Contrary to what used to be common in Spain, rental prices are rising faster than house prices. The dynamism of rental prices is reaching historic highs, especially in big cities like Madrid and Barcelona. Currently, the average rental price in Spain is €10.9 per square meter, according to Idealista, the main real estate portal in the country. This is 5.8 percentage points more than a year ago. However, in Madrid and Catalonia, this figure increases to €14.7 and €14.4 respectively and keep rising every month.
This uncontrolled growth has a bigger impact on the most vulnerable population groups, who tend to rent more than high-income households. Among these groups, which are mainly young households, immigrants and temporary workers, the rental demand has increased considerably due to their difficulties to afford to buy a house.

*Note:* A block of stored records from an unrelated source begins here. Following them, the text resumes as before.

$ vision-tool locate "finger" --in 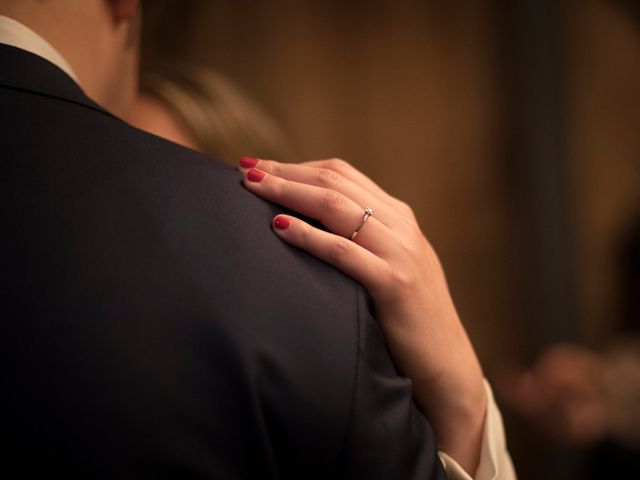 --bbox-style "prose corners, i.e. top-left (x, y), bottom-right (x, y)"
top-left (272, 215), bottom-right (388, 291)
top-left (302, 158), bottom-right (400, 211)
top-left (244, 160), bottom-right (398, 229)
top-left (243, 169), bottom-right (395, 255)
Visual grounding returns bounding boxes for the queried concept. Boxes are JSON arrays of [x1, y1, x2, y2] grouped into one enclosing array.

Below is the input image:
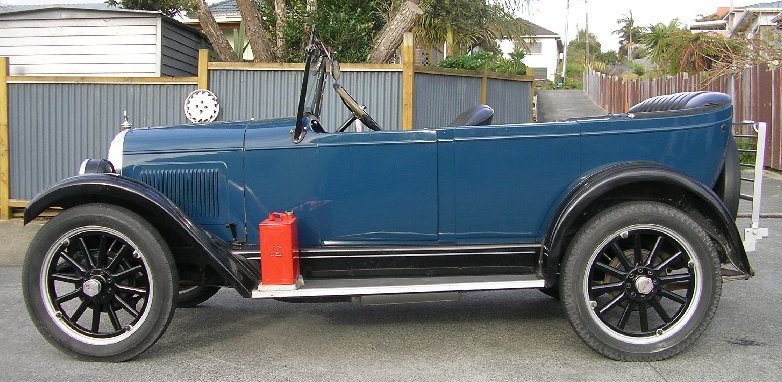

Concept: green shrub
[[437, 51, 527, 75]]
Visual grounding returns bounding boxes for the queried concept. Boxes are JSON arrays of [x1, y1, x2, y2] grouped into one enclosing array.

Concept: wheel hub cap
[[635, 276, 654, 295], [81, 279, 101, 297]]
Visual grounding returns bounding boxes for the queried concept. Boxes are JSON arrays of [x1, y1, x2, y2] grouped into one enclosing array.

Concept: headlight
[[108, 129, 130, 174]]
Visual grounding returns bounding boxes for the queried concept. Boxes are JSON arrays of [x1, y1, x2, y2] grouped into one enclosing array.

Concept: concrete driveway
[[0, 179, 782, 382]]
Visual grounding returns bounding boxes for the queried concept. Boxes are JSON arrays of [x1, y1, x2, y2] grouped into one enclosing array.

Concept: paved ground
[[537, 90, 608, 122], [0, 179, 782, 382]]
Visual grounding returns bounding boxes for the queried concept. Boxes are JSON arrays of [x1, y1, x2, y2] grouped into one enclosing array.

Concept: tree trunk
[[195, 0, 239, 61], [367, 0, 424, 64], [274, 0, 286, 57], [236, 0, 273, 62]]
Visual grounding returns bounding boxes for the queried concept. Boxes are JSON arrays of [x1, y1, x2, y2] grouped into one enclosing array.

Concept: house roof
[[737, 1, 782, 9], [524, 20, 559, 38]]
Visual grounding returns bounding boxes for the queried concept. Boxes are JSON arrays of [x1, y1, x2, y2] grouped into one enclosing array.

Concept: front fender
[[540, 163, 754, 285], [24, 174, 259, 297]]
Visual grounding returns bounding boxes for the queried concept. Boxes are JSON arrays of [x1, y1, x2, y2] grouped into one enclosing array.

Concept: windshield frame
[[293, 33, 332, 143]]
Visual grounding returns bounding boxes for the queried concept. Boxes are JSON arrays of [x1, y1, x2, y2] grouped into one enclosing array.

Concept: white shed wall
[[0, 9, 160, 77]]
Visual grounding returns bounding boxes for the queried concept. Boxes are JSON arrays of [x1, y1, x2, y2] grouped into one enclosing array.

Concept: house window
[[529, 42, 543, 54]]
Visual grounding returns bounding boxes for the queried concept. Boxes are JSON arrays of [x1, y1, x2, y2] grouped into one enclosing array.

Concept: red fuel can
[[259, 212, 299, 287]]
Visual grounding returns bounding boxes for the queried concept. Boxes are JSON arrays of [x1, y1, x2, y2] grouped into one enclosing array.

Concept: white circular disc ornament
[[185, 89, 220, 123]]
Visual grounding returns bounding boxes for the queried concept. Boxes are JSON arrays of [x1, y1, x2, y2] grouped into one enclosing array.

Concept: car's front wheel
[[22, 204, 177, 361], [560, 202, 722, 361]]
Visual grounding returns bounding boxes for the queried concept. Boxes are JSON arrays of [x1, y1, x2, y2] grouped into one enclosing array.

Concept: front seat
[[448, 105, 494, 127]]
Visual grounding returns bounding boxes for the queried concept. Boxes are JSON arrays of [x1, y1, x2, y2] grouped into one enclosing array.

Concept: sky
[[519, 0, 769, 51], [0, 0, 768, 51]]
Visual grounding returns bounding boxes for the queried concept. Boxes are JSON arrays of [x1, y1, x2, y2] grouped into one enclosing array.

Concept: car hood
[[123, 118, 296, 154]]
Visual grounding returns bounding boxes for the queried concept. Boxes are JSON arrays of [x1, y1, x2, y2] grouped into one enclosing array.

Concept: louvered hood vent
[[139, 169, 220, 218]]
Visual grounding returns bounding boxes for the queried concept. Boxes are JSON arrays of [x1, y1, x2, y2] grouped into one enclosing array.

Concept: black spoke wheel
[[560, 202, 722, 360], [23, 205, 176, 361]]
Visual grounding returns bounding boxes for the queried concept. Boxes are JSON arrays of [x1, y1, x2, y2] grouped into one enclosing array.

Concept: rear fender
[[540, 163, 754, 286], [24, 174, 259, 297]]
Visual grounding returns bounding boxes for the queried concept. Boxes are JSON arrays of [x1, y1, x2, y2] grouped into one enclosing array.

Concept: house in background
[[498, 21, 564, 81], [726, 1, 782, 38], [688, 7, 731, 36], [0, 4, 209, 77]]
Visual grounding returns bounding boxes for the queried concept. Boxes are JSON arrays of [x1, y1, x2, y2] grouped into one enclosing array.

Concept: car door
[[448, 122, 581, 244], [313, 130, 438, 245]]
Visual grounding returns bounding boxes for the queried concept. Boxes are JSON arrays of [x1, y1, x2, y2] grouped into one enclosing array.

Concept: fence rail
[[584, 65, 782, 170], [0, 34, 532, 220]]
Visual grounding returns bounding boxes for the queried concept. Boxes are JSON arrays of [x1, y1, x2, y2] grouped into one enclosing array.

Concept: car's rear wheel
[[22, 204, 177, 361], [176, 285, 220, 308], [560, 202, 722, 361]]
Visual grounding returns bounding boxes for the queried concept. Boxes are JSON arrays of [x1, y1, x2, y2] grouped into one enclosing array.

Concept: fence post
[[0, 57, 11, 220], [402, 32, 415, 130], [198, 49, 209, 89], [480, 72, 489, 105]]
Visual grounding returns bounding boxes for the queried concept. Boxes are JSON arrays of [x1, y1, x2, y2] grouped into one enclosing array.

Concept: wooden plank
[[0, 33, 157, 46], [0, 17, 157, 28], [2, 25, 156, 38], [198, 49, 209, 89], [11, 63, 158, 77], [8, 199, 30, 208], [0, 57, 11, 220], [402, 32, 415, 130], [9, 53, 158, 65], [8, 76, 198, 85], [0, 44, 157, 57]]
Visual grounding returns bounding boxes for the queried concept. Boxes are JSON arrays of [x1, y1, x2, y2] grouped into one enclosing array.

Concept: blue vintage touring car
[[24, 35, 752, 361]]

Among the causes, the Bank of Spain has stressed “the high incidence of unemployment, the short duration of the new labor contracts and the greater relevance of the reduced working hours,” all consequences of the economic crisis. “The combination of low labor income and the risk of unemployment makes it difficult for a significant percentage of households to access a loan for the purchase of housing,” emphasizes the report.

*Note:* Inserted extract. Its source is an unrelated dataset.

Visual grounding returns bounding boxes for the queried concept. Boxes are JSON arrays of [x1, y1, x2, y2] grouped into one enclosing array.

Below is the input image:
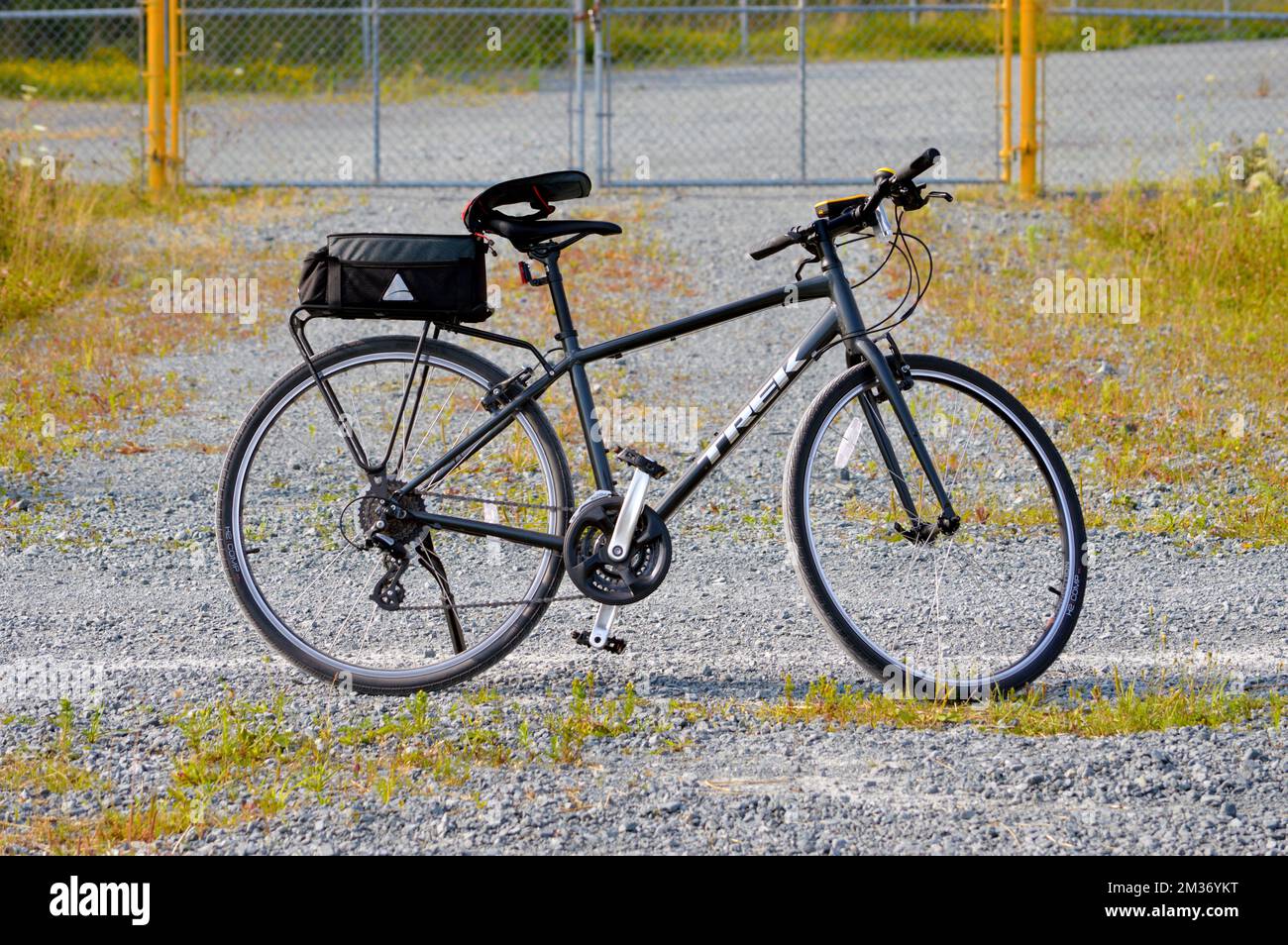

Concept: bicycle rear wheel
[[219, 336, 572, 692], [783, 356, 1087, 697]]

The most prominent case is young households of people aged 30 to 44, whose rental ratio has increased from 19.1% in 2010 to 29.9% in 2018. Despite the economic recovery, the impact of the economic recession keeps hitting young generations, whose unemployment rate is still situated around 30%.

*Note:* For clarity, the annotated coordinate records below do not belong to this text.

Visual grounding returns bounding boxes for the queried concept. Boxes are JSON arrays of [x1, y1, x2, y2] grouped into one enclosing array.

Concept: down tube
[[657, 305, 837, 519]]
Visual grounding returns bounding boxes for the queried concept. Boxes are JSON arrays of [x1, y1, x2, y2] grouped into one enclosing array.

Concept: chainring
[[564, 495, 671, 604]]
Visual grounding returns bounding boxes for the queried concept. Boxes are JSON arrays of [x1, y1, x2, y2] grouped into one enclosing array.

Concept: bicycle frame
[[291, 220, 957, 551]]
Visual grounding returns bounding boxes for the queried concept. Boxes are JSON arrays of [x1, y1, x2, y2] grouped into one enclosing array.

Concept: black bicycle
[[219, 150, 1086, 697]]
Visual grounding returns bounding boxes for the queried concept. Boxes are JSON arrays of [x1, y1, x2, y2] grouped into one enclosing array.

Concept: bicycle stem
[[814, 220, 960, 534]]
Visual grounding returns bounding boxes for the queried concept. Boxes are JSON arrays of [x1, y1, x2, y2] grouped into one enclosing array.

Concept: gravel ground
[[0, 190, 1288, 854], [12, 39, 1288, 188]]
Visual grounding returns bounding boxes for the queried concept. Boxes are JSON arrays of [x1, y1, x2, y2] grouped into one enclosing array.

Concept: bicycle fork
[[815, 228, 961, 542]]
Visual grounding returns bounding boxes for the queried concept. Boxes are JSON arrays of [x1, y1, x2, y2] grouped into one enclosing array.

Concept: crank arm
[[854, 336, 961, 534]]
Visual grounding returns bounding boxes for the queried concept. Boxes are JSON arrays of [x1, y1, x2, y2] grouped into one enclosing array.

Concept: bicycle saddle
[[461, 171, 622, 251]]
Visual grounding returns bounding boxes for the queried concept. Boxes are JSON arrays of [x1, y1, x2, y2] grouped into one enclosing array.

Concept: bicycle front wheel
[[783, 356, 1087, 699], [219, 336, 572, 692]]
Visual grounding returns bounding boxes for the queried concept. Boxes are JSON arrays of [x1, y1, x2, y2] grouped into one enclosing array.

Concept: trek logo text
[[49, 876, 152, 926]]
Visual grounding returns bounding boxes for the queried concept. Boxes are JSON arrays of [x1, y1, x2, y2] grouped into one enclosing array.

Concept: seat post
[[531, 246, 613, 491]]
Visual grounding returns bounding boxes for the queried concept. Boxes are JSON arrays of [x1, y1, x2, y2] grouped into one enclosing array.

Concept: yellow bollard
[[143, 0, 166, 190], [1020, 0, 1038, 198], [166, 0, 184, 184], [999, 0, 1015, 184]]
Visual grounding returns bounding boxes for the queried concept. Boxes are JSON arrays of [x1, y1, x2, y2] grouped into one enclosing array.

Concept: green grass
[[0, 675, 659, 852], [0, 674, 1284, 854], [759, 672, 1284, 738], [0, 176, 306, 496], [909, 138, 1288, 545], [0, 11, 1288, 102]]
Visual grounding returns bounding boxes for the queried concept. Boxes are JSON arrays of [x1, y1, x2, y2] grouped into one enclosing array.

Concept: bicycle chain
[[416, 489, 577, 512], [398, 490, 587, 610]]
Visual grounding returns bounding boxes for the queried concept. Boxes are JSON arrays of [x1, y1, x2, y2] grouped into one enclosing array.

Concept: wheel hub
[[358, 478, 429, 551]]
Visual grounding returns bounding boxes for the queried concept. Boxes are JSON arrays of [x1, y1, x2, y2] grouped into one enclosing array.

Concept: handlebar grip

But, while the demand keeps increasing, the rental market is not offering enough supply. The report points out mainly to two factors, the lack of social housing and the increase in tourist use of housing. “The lower dynamism of the supply occurs in a context of weakness of the public rental offer and in which alternative purposes for residential housing have appeared,” indicates the text.
On the one hand, the report calls attention to the low weight of social housing in Spain comparing to other EU countries and warns about the decline tendency of social rent in the last years. On the other hand, the text stresses the emergence of new forms of vacation rental like Airbnb that compete with the residential use of the supply. “The displacement to the tourist activity of a significant percentage of homes potentially destined for rent can generate an increase in residential rental prices,” points out the report in reference to downtown neighborhoods in some Spanish cities.
The stagnation of wages together with the increase in the rental price has led to a considerable increase in the amount of income dedicated to rent among many households . According to the Bank of Spain, 24.7% of Spanish households dedicated more than 40% of their net income to pay the rent in 2014, compared to the 13.1% in the OECD average. Many organizations consider spending more than 40% of one’s income on housing as ‘housing cost overburden’, a phenomenon that can threaten the general welfare and standard of living of families.
New rental index
The Bank of Spain has recognized some limitations regarding the analysis of the rental housing market due to the absence of an official price index for the new contracts. This is why the institution must use unofficial indexes such as Idealista to complete the information available in the official statistics.
The acting government of Pedro Sánchez announced last week the creation of a national index using the Income-tax declarations anonymously. This index is a result of previous negotiations between the Socialist Party (PSOE) and the left-wing Unidas Podemos, although the final purpose was different for each party. While Podemos wanted to use the index to limit rents in stressed areas, PSOE will only use it in order to develop policies to raise the rent supply and implement fiscal incentives.